The operation started just after 6 a.m. At first, a small group of Riverside police officers moved in, asking people in the encampment to remove their tents from the pedestrian walkway just north of City Hall in downtown Riverside
All the while, nearly 100 additional officers waited with masks, batons, and guns with rubber pellets.
"I'm not leaving. I'm going to stay," said Riverside resident Beth O'Leary. "Even if it means an arrest."
O'Leary was one of many people who removed their belongings peacefully but stayed around to protest.
"I know people think that we're unemployed and looking for a handout and that we're all homeless. That's not the case. I'm not homeless. I have two jobs. I have kids. I have responsibilities. I have to be at work at 11 o'clock and I've been up all night long," said O'Leary.

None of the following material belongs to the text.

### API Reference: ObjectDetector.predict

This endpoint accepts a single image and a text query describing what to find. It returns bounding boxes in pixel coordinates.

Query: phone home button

Police said there were about 40 tents. Nearly every demonstrator removed the tents peacefully. Only a few had to be confiscated by city work crews.
"It's gone very smoothly. We've encountered minimal, minimal non compliance and no violence, so that's the most important thing for us," said /*Riverside Police Department*/ Chief Sergio Diaz.
The first arrest came about an hour into the operation when a woman refused to leave her tent.
Two more people were arrested soon afterward for refusing to comply with officers' requests.
After about two hours, all of the tents were gone and the pedestrian walkway was cleaned up.
However, many of the protestors of Occupy Riverside say their voices and their message will not go away.
"We are not going anywhere. We are staying. We believe what we're fighting for is right, which is restoring economic and political justice," said Riverside resident Mayia Shulga.
By shortly before noon, all of the Occupy demonstrators had cleared out of the walkway, but many vowed they'd be back to protest.
Meantime, about 200 people were arrested just after midnight Wednesday as police officers raided the 2-month-old Occupy L.A. encampment two days after the eviction deadline.